En 1972 se intentó superar los irreductibles antagonismos abiertos a partir de 1945 o de 1955. Y si bien los principales dirigentes de entonces se esforzaron por hacerlo, las secuencias políticas abiertas a partir de la llegada del peronismo al poder no fueron precisamente felices, con lo que persiste el interrogante acerca de si lo acuerdos que traman los dirigentes se corresponden con las turbulencias que dividen el cuerpo social.
El peronismo históricamente no se ha negado a convocar dirigentes de otros partidos, convocatoria hecha desde su cultura “movimientista”. Desde las conversaciones discretas con Sabattini en 1944 hasta la integración de un dirigente radical en la fórmula presidencial de 2007, el peronismo siempre alentó esta estrategia en los términos de su concepto de “movimiento nacional”.
¿Hasta dónde el peronismo actual no continúa siendo tributario de esa estrategia? ¿Estaría dispuesto a acuerdos de gobernabilidad en el que los otros partidos mantengan su identidad?

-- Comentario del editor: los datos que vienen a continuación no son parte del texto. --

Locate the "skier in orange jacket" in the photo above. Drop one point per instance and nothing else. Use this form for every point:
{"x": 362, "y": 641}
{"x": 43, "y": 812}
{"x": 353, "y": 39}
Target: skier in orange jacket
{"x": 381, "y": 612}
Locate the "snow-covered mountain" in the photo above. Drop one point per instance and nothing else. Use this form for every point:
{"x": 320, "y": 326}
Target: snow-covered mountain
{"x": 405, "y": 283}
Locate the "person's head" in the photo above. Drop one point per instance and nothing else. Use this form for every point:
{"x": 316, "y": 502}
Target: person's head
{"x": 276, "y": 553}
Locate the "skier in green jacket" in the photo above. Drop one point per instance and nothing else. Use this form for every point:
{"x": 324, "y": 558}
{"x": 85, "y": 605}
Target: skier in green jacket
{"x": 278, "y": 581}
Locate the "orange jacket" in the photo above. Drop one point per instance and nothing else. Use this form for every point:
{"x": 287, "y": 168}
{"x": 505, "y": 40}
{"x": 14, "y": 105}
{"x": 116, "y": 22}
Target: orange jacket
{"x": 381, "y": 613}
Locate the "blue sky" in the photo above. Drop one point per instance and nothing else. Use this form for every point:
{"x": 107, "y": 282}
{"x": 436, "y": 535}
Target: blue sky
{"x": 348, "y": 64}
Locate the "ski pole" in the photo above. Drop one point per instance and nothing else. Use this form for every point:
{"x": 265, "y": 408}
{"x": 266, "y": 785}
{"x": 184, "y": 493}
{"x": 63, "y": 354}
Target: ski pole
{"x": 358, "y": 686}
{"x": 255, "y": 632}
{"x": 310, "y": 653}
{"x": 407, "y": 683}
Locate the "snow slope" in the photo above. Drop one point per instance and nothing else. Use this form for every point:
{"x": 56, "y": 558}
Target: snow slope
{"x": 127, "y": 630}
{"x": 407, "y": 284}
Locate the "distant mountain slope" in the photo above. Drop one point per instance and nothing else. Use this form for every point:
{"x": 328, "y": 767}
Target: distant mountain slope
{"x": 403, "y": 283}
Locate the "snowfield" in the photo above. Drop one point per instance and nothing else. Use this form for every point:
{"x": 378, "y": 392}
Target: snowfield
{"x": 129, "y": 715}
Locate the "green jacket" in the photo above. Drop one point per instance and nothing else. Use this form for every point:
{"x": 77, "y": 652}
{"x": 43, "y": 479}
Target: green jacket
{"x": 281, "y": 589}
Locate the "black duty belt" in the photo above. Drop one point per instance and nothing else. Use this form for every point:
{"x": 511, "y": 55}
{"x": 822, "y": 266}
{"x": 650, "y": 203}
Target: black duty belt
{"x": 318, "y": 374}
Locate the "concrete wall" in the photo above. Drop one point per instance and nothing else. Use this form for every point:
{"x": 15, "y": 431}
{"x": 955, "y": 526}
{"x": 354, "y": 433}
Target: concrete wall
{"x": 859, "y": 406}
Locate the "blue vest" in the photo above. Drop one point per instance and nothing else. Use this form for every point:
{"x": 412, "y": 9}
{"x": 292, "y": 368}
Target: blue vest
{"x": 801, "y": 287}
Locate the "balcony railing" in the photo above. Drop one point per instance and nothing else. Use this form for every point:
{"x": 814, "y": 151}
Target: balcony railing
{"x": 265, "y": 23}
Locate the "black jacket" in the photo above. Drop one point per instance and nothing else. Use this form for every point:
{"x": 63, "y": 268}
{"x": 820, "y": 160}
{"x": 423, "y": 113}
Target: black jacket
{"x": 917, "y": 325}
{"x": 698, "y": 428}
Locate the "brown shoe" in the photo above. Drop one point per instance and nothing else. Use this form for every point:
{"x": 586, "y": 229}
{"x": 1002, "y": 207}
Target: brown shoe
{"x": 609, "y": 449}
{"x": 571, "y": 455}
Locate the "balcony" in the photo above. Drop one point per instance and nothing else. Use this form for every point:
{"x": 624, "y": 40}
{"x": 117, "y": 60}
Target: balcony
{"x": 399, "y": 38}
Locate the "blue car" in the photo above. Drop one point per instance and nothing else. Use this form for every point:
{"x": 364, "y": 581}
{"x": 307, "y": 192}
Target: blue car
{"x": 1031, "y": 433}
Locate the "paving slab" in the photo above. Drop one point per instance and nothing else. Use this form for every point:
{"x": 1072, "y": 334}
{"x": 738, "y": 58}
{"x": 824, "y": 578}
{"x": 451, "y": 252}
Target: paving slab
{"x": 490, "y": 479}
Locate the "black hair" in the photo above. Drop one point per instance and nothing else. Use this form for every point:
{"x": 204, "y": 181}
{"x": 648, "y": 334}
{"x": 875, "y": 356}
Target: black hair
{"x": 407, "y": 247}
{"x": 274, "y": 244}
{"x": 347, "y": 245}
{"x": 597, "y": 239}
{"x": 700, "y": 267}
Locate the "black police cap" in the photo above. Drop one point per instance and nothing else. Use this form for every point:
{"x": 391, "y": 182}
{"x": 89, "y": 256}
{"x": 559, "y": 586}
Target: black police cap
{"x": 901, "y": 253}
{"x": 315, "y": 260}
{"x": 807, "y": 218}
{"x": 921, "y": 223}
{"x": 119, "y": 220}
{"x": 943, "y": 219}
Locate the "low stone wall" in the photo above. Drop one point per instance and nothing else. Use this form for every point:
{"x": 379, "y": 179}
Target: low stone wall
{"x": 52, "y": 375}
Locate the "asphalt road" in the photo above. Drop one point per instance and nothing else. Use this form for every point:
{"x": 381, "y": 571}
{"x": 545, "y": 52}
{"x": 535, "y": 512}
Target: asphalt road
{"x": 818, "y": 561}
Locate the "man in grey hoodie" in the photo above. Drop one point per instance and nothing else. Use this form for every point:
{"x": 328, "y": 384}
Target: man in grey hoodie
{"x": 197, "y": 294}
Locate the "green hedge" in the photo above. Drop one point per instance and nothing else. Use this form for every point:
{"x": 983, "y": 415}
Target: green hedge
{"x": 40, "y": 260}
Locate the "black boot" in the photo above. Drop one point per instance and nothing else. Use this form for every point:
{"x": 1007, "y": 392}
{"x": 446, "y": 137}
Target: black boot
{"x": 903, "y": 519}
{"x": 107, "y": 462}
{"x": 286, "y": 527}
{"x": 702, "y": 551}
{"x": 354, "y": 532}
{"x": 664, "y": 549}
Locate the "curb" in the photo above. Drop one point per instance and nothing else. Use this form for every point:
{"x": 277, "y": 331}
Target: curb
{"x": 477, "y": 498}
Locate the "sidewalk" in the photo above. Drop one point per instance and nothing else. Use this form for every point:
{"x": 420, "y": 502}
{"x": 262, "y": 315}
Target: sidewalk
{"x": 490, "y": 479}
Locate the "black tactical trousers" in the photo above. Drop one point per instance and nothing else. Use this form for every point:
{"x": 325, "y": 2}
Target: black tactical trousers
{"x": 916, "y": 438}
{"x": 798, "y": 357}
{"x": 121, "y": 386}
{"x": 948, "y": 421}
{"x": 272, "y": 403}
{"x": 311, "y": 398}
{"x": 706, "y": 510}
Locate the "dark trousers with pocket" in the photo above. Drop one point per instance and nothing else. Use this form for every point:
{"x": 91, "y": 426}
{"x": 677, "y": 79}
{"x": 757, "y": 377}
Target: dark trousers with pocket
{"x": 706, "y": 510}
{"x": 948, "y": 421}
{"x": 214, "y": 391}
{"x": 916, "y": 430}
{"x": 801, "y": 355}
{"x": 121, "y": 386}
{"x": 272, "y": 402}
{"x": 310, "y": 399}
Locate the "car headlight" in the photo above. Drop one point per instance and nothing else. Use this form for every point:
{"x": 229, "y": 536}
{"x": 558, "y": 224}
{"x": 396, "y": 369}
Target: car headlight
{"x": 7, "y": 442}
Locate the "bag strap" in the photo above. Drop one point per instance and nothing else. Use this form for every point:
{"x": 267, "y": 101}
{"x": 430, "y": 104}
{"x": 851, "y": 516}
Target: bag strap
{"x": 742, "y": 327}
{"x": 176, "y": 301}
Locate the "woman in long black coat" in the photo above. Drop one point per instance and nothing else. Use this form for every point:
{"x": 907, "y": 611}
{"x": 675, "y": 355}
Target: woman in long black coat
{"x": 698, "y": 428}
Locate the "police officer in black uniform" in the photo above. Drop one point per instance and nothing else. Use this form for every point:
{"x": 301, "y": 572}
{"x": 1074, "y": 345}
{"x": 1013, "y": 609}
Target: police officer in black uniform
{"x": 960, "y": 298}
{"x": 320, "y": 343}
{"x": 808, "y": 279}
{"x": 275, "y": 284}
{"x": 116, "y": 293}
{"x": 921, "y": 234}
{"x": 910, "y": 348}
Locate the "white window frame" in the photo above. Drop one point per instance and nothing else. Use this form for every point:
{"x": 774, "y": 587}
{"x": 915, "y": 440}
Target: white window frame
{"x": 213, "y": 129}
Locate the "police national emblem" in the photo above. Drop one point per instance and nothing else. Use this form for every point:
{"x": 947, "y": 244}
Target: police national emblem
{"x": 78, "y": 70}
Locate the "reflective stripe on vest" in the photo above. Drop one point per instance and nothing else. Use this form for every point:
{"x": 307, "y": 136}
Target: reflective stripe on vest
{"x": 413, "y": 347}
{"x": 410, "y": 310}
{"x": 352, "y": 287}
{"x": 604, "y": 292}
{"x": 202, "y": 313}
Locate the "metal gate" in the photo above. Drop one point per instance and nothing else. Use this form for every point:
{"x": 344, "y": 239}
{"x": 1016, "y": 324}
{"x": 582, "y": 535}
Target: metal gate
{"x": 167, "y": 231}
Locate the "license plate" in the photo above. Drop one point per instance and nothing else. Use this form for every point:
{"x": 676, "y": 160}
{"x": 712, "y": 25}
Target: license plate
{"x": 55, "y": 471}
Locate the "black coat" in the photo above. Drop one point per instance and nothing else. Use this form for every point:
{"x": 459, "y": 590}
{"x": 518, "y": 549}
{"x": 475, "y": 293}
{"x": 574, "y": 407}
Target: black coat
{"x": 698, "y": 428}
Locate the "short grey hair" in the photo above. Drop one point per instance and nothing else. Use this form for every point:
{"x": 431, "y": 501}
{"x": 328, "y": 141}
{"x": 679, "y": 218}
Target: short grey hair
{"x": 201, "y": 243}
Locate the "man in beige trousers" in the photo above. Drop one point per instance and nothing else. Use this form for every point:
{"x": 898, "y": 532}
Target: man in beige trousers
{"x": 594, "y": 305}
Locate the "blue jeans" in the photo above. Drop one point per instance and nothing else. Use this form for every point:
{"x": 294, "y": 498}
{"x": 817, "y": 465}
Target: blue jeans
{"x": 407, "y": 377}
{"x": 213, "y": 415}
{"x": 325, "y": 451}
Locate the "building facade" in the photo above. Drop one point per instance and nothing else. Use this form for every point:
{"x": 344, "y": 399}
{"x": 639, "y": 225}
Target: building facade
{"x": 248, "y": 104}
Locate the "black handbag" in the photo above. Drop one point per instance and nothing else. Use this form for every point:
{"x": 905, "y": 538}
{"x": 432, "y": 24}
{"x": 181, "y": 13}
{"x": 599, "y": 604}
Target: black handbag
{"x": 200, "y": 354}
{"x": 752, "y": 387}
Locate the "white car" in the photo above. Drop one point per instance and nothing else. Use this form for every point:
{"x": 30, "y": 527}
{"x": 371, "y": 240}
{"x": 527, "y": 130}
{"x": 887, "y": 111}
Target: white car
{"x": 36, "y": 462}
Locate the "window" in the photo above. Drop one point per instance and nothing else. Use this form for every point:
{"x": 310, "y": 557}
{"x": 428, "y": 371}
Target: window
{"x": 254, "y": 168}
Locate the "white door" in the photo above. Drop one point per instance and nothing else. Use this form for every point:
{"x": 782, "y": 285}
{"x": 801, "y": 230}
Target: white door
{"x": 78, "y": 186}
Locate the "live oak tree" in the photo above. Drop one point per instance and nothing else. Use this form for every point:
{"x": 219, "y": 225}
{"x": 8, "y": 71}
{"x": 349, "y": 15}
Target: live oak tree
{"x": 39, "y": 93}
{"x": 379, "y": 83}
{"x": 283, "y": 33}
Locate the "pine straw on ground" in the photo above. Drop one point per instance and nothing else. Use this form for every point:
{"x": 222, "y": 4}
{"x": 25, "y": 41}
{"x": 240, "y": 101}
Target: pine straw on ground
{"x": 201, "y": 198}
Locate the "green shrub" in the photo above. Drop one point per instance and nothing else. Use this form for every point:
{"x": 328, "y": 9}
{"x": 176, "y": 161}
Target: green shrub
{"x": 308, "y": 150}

He aquí una pregunta que si bien no es novedosa tampoco da lugar a respuestas sencillas.
Por su parte, esa oposición que al calificarla de “republicana” se sugiere que la otra parte no lo es, sostiene una presencia social y política fuerte. Esta oposición ha demostrado que puede derrotar electoralmente al peronismo, pero exhibe notables dificultades para asegurar la gobernabilidad.
Sus errores, pero en más de un caso la beligerancia de la oposición peronista, han impedido que concluya sus mandatos o, como en el caso de la reciente experiencia de Cambiemos, pudo hacerlo pero al precio de un notable desgaste político que a diferencia de otras ocasiones, no incluyó el desmembramiento de la coalición, un dato que merece destacarse por sus posibles consecuencias hacia el futuro.
¿Resulta entonces imposible gobernar sin el peronismo? Lo que parece imposible para cualquiera de los actores políticos es gobernar con una oposición decidida a bloquear todas las iniciativas oficiales. ¿Cómo salir de esta suerte de obstrucción mutua que por un camino o por otro perjudica a la nación?
Por lo pronto, sería un paso importante admitir la legitimidad de los protagonistas, y en ese punto la principal responsabilidad para apagar incendios y no atizar la hoguera es de quien gobierna.
El segundo paso, es reconocer que las declaraciones generosas son necesarias pero no alcanzan para crear un clima político de entendimientos, un clima que no eluda diferencias históricas pero que ponga límites al ejercicio de esas diferencias.
Ni las ilusiones de unanimidad nacional ni las tentaciones de refundar un nuevo orden con la desaparición de alguno de los actuales actores son posibles. Sin duda que la clase dirigente en su totalidad tiene una responsabilidad por delante, pero mientras no se modifiquen en la sociedad los hábitos y las condiciones sociales y económicas que nos han llevado al actual estado de cosas, todos los esfuerzos que se hagan corren el riesgo de sumarse al museo de las buenas intenciones.
En todos los casos, importa advertir que no está escrito en algún lugar del cielo o de la tierra que el destino de la Argentina sea el fracaso, pero lo que la historia también enseña es que tampoco estamos “condenados al éxito”. Los milagros políticos no existen. Las naciones se recuperan con esfuerzo, tiempo, sabiduría y la ayuda “invisible” de Dios o el destino.